El espejismo de las rentas
Por Gonzalo Portocarrero
La renta es una ganancia
desproporcionada que surge cuando los precios de un producto están muy
por encima de sus costos de producción. Tómese como ejemplo el caso del
oro. Siendo su costo alrededor de US$300 la onza; se vende, sin embargo,
a US$1.600. La renta suele aparecer como un milagro y una bendición.
Pero la historia enseña, una y otra vez,
que la renta termina convirtiéndose en causa de conflictos, de
destrucción de la ética del trabajo y en obstáculo a un desarrollo
económico sustentable.
Para empezar: ¿a quién pertenece la renta? La respuesta jurídica no es necesariamente la respuesta ético-política.

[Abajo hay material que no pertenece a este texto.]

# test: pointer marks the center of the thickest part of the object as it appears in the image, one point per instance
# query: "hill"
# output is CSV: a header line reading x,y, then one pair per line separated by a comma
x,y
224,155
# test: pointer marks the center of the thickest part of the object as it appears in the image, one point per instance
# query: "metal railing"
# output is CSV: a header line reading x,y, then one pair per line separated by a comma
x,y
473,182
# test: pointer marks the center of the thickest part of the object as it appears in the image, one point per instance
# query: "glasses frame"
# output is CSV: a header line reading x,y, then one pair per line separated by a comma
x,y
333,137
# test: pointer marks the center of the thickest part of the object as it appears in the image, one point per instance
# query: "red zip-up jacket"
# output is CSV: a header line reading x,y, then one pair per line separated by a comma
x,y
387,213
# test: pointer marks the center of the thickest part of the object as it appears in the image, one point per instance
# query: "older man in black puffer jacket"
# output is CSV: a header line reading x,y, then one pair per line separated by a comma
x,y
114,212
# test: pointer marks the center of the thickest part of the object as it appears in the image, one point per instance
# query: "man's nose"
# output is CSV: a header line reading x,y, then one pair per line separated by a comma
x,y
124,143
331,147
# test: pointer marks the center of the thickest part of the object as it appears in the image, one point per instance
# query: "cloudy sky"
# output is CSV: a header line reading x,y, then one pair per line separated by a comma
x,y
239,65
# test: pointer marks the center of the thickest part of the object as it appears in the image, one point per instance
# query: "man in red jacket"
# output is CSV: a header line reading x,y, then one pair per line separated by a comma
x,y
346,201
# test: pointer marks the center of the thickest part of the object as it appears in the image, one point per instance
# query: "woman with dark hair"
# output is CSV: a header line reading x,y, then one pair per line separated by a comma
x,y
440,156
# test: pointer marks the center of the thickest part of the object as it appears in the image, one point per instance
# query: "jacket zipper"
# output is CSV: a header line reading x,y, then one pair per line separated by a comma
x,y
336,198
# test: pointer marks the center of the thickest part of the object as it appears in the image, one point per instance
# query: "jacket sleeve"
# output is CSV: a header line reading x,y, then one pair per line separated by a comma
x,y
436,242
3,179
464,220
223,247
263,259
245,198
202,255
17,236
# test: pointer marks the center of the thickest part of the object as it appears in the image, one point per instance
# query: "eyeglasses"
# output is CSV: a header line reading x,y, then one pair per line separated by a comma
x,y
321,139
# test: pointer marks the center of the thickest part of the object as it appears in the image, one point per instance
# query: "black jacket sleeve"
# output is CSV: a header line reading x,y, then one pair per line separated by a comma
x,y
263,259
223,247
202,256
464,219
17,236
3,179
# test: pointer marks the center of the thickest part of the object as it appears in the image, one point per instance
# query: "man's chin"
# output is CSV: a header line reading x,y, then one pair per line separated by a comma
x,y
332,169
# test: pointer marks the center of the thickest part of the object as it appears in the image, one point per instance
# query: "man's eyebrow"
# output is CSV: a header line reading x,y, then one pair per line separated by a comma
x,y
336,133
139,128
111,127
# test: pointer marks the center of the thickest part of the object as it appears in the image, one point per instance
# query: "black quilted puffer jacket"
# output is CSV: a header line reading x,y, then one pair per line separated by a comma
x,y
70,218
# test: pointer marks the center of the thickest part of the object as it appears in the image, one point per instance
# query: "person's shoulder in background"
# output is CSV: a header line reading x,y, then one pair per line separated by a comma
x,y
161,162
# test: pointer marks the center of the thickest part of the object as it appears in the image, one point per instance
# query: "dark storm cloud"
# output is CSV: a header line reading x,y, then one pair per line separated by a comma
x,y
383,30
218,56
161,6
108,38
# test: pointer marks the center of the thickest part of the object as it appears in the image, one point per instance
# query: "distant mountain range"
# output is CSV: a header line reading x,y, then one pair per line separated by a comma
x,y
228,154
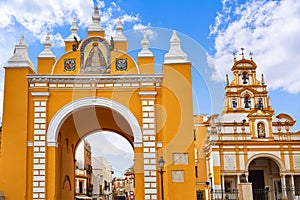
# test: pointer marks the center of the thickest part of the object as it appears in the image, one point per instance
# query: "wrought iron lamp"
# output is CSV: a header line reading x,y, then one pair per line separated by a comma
x,y
161,164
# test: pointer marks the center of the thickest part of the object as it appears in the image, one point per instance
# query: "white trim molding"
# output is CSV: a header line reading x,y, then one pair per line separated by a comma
x,y
40,94
64,112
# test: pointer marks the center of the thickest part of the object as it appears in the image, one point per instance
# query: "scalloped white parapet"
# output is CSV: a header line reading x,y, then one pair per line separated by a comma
x,y
175,54
74,33
145,52
47,53
20,57
95,26
119,37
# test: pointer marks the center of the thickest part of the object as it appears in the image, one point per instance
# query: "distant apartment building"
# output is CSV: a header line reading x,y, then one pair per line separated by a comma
x,y
102,179
83,171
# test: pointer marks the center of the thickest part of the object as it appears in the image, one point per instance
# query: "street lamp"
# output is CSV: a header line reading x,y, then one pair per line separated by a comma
x,y
161,164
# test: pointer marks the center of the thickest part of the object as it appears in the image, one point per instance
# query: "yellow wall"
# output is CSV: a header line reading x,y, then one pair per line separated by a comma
x,y
177,132
174,119
13,160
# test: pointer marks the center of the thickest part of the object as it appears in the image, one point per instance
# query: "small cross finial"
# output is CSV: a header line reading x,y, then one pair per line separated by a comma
x,y
242,52
234,56
251,54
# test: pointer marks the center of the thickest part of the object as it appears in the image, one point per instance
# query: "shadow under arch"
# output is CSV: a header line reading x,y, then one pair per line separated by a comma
x,y
274,158
59,118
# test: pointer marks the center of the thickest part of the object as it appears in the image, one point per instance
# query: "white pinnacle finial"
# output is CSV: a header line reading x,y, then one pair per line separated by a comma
x,y
74,32
175,54
47,53
95,27
20,57
145,52
119,32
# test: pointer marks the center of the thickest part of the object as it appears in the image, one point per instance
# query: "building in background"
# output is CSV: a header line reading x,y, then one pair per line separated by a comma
x,y
83,171
129,185
119,188
247,142
102,179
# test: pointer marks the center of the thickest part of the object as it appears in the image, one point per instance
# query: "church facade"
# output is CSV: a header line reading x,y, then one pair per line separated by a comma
x,y
97,86
248,142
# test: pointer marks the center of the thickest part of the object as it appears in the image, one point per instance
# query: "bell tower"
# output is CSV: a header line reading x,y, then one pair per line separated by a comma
x,y
245,92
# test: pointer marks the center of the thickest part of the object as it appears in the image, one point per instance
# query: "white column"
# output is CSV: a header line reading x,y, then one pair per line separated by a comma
x,y
293,185
149,144
39,144
283,186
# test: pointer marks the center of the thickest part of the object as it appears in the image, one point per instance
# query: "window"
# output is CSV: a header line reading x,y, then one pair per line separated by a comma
x,y
180,159
234,104
260,104
247,102
245,77
261,130
177,176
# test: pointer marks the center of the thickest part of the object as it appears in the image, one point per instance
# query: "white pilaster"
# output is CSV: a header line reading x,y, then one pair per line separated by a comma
x,y
39,145
149,144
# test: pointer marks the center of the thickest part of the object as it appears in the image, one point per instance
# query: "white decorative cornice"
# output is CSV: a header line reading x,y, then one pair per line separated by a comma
x,y
148,93
40,94
96,27
47,53
74,33
175,54
119,32
134,78
145,52
20,57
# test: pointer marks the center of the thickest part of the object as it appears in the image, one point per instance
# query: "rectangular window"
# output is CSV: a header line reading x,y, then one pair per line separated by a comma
x,y
177,176
180,158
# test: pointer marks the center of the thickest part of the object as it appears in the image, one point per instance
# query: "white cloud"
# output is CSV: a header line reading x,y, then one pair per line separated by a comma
x,y
271,30
151,34
35,18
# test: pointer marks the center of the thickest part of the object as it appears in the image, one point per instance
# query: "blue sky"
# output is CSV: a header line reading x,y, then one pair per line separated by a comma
x,y
215,29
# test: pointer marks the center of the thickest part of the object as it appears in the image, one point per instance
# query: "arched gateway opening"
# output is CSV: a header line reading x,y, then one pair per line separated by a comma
x,y
77,120
265,174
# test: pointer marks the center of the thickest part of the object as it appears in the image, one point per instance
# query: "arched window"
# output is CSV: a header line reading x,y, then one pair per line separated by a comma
x,y
245,77
261,130
247,102
234,104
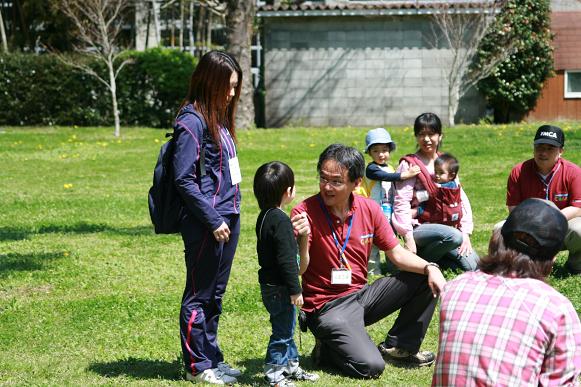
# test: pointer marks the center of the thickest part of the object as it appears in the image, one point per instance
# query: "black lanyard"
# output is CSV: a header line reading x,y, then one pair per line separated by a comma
x,y
340,248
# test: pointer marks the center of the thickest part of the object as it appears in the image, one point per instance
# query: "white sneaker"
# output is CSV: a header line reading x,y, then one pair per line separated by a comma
x,y
228,370
211,376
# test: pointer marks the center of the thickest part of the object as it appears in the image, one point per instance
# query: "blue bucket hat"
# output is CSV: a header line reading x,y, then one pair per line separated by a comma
x,y
378,136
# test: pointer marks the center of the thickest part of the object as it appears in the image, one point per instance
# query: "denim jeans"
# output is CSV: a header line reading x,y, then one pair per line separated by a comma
x,y
439,243
282,356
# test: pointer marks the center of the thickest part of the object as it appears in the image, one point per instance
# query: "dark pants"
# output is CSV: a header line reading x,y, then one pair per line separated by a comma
x,y
208,265
340,324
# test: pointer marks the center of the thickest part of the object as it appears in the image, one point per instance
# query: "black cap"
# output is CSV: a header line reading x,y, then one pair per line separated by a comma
x,y
549,134
544,225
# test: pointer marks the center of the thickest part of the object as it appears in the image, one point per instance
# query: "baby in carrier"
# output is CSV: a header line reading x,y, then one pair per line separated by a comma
x,y
445,204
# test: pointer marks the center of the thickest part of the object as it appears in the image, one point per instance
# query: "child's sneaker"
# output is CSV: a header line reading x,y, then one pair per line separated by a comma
x,y
228,370
211,376
303,376
283,383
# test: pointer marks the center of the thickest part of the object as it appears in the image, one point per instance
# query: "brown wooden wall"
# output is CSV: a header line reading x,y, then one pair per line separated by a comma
x,y
552,104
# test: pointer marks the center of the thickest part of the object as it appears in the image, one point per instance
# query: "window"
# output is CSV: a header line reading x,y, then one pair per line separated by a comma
x,y
573,84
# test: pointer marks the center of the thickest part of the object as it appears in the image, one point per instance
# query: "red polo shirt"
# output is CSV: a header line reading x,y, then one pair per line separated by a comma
x,y
562,186
369,226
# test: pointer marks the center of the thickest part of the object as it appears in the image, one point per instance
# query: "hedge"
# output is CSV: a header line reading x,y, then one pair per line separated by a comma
x,y
41,90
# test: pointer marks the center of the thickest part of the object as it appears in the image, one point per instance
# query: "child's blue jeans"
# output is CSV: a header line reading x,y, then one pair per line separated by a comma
x,y
282,356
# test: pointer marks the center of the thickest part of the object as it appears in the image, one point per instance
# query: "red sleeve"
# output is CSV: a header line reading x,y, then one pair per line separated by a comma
x,y
575,190
301,207
513,191
383,238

La ley puede prescribir que las empresas
mineras tributen, por ejemplo, el 30% de sus excedentes. Todo lo demás
les pertenece. Pero tal concentración del ingreso no pasa desapercibida,
de manera que surgen voces que cuestionan la desproporción entre la
inversión y las ganancias. ¿Por qué la empresa habría de quedarse con la
parte del león? ¿Por qué no la región o el Estado? ¿O los propios
trabajadores?
Se genera entonces un conflicto. De un
lado las empresas tratan de lograr legitimidad social mediante generosas
campañas publicitarias. Entonces, remarcan su contribución a la
comunidad en términos de empleo, impuestos y otros beneficios aportados a
las regiones de donde extraen los recursos. Además prometen futuras
inversiones que traerán más empleos y tributos. Todo ello es
indudablemente cierto. Pero no es menos cierto que, pese a todas estas
contribuciones, las empresas continúan apropiándose de la mayor parte de
la renta.
De otro lado, muchos políticos
construyen sus carreras capitalizando el descontento contra la
privatización de la renta y prometiendo redistribuciones sensacionales.
Se postula que las rentas deben ser del Estado y servir a la comunidad
nacional. El desenlace de la lucha no está escrito, ni tiene que ser
siempre el mismo. No obstante, las empresas por su rentabilidad
desmesurada son muy vulnerables.
En muchos casos estas empresas son
estatizadas o, al menos, se les impone mayores cargas tributarias. La
situación puede ser entonces peor. La abundancia de recursos en manos
del Estado fomenta la corrupción y el clientelismo. Y se erosiona la
ética del trabajo.
En Venezuela, por ejemplo, el Estado se
convierte en el agente que redistribuye la enorme renta petrolera. La
corrupción y el populismo proliferan. La política se convierte en una
lucha por acceder al control de la renta, y el éxito político es lograr
un esquema de redistribución que compre y asegure la ‘lealtad’ de un
mayor número de votantes a través de subsidios y creación de empleos.
El trabajo perseverante no tiene la
recompensa que sí tienen los vínculos mafiosos. Se desvanece la
laboriosidad y se favorece la expectativa de recibir sin trabajar.
De otro lado, cuando las rentas son muy
elevadas, por la misma afluencia de divisas, el tipo de cambio
disminuye. Entonces, se abaratan las importaciones mientras que las
exportaciones pierden competitividad.
En resumen: la actividad empresarial se
hace más difícil y se crean menos empleos productivos. Todo gira en
torno al Estado. La desindustrialización y la monoexportación tienden a
primar. Puede parecer mentira pero la historia lo confirma una y otra
vez. Como dice Jürgen Schuldt, somos pobres porque, paradójicamente,
somos ricos.
Solo una sólida institucionalidad democrática permite florecer a una economía donde hay muchas rentas.
En este caso los excedentes se usan para
financiar obras de infraestructura y de educación, de modo que la
productividad nacional aumenta. Y no la corrupción y el populismo.
El hecho es que al Perú se le ha
prometido una inversión de US$50.000 millones en los próximos años. Y el
debate, que se ha centrado en el caso Conga, se ha limitado al examen
del impacto ambiental del proyecto.
Entonces, es hora de preguntarse si
somos realmente capaces de absorber la renta minera sin que ella
produzca más corrupción, inestabilidad política y pobreza.